Indeed, perhaps this is all evidence of a very tired government, running only on the fumes of the hatred, dissension, and division it has sewn since 2006:

Observes Coyne:

It is reckless, not in the style of governments that overread their mandate, but in an aimless, scattershot way. It is partisan, but for no purpose other than stubbornness and tribalism. It will take every fight to the limit, pick fights if none present themselves, with no thought to the consequences of either victory or defeat but seemingly out of sheer bloodlust. Like the proverbial dog chasing the car, it has no idea what it will do when it catches it.

All but the most inveterate ideologues would likely agree that it is well past time for a change.


  1. Harper being a master strategist must be one of the best jokes propagated on gullible voters by journalists/pundits who were either as ignorant as the voters they were supposed to enlighten, or, one must suspect, were hoping for Senate seats. For instance, Chris Hall at the CBC once even proclaimed that Harper has the propensity to "tilt to the unexpected". Well, I suppose backpedalling furiously is one form of tilting to the unexpected ferocity of public criticisms of his "Fair" Elections Act, eh? :)

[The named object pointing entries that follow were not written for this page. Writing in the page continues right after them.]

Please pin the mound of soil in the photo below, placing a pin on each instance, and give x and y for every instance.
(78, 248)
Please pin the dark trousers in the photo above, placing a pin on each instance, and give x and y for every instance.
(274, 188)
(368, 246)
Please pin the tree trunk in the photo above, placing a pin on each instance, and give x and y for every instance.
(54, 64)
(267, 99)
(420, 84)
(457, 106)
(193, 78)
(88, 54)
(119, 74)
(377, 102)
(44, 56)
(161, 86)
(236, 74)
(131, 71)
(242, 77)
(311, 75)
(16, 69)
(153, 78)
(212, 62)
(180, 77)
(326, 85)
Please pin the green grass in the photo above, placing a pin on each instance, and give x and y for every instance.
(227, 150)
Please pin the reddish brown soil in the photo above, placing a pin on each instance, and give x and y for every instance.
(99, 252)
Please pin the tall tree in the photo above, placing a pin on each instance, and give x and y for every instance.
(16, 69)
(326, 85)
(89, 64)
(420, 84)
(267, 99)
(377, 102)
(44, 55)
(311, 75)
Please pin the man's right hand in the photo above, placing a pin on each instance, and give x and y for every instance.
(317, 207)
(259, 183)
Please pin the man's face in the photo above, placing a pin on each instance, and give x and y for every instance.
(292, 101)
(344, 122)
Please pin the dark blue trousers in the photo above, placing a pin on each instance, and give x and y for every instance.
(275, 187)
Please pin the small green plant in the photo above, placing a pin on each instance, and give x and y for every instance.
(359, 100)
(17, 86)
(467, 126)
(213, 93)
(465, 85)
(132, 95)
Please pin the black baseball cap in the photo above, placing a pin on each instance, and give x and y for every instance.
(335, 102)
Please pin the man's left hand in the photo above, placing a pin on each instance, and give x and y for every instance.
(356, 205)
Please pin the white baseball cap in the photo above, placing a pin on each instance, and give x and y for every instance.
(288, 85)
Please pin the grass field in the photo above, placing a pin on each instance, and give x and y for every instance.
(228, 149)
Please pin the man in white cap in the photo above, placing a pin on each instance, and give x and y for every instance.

    1. Well-said, Anon. I think too many of us tend to be too influenced by the pundits who, after all, are ultimately only reflecting their own biases in their commentaries.

  2. Lorne, coming from Andrew Coyne who is a conservative means a lot more. National Post is a very much conservative newspaper. I keep saying but I hope Harpo is turfed out come 2015. He is doing too much damage nationally and internationally. We were denied a rotating seat on the United Nations' Security Council. This happened first time ever, I believe. That speaks volumes in itself. It is simply too much to take. Even his name gives me nausea.

    1. I agree, LD. Harper has done so much to diminish Canada's world reputation with an arrogance typical of the right-wing, who seem to have an innate contempt for organizations that require cooperative behaviour. Guess it undermines their myth of the rugged individual whose only obstacle in life is the intrusion of government in it.

      I never watch Harper, except occasionally during Question Period, for the same reason you cited here.